Hi Stephen,
One way I can think of to begin compiling such a dataset is to use existing test cases in OpenNARS or ONA. For example, here's
nal1.0.nal:
```
'Revision ------
'Bird is a type of swimmer.
<bird --> swimmer>.
'Bird is probably not a type of swimmer.
<bird --> swimmer>. %0.10;0.60%
1
'Bird is very likely to be a type of swimmer.
''outputMustContain('<bird --> swimmer>. %0.87;0.91%')
```
Most test cases have some Narsese with a comment line before it in English. It would be trivial to write a script to scrape Narsese-English pairs from all the test cases and compile a small-ish dataset this way. One could then do some post-processing on the resulting set, to expand it with more synthetic data, like doing a simple search and replace to turn 'Bird is a type of swimmer into `Bird is a type of flyer and 'Fish is a type of swimmer etc..

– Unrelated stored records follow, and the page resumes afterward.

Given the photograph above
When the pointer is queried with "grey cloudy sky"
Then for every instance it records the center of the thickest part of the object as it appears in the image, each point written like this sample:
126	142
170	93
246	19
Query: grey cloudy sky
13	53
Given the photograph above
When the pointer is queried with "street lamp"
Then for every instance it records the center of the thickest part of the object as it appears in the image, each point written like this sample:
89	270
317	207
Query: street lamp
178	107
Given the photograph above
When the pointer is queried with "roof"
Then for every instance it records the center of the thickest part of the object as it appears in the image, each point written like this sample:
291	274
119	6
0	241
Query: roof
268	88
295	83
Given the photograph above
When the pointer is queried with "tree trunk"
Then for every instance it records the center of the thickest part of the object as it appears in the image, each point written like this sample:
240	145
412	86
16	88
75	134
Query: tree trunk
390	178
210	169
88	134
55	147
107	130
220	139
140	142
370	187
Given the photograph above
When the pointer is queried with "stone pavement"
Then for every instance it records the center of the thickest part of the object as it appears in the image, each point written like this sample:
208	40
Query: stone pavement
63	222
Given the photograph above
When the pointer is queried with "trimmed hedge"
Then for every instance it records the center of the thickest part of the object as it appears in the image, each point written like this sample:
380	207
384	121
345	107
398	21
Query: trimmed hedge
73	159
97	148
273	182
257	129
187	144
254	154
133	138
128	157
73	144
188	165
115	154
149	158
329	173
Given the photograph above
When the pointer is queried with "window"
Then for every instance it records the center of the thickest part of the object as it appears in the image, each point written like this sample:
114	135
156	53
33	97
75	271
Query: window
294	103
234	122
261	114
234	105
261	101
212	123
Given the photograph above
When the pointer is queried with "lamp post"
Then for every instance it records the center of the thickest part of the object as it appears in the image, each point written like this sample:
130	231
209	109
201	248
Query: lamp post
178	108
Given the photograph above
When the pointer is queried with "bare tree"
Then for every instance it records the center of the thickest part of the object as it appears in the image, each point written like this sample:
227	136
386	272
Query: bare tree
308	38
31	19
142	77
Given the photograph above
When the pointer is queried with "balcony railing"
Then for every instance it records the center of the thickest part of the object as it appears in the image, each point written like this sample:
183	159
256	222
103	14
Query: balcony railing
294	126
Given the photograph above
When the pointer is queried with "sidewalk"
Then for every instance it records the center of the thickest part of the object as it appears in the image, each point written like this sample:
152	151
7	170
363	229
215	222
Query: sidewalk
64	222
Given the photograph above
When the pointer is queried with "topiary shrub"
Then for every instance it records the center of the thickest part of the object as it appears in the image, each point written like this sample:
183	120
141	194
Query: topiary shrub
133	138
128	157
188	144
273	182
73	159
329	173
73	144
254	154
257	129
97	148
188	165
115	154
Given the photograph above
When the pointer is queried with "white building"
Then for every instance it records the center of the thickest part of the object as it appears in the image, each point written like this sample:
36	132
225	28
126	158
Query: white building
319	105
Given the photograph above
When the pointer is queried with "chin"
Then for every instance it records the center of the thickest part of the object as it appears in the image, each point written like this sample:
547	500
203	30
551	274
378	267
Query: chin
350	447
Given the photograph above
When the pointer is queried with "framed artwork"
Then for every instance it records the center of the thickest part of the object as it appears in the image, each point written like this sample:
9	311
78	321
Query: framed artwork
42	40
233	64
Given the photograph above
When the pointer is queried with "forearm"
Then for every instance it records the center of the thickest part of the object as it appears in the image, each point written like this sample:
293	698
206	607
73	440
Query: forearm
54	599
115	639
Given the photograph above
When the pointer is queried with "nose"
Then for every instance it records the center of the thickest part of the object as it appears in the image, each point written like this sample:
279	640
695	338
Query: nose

This would be just a start of course, and there's also a question whether you would want to keep the truth values in the set or are interested in only the statements. In the latter case you'd probably want to do something special to differentiate between 'Bird is a type of swimmer and 'Bird is probably not a type of swimmer which in the example above both translate to <bird --> swimmer> but with different truth values.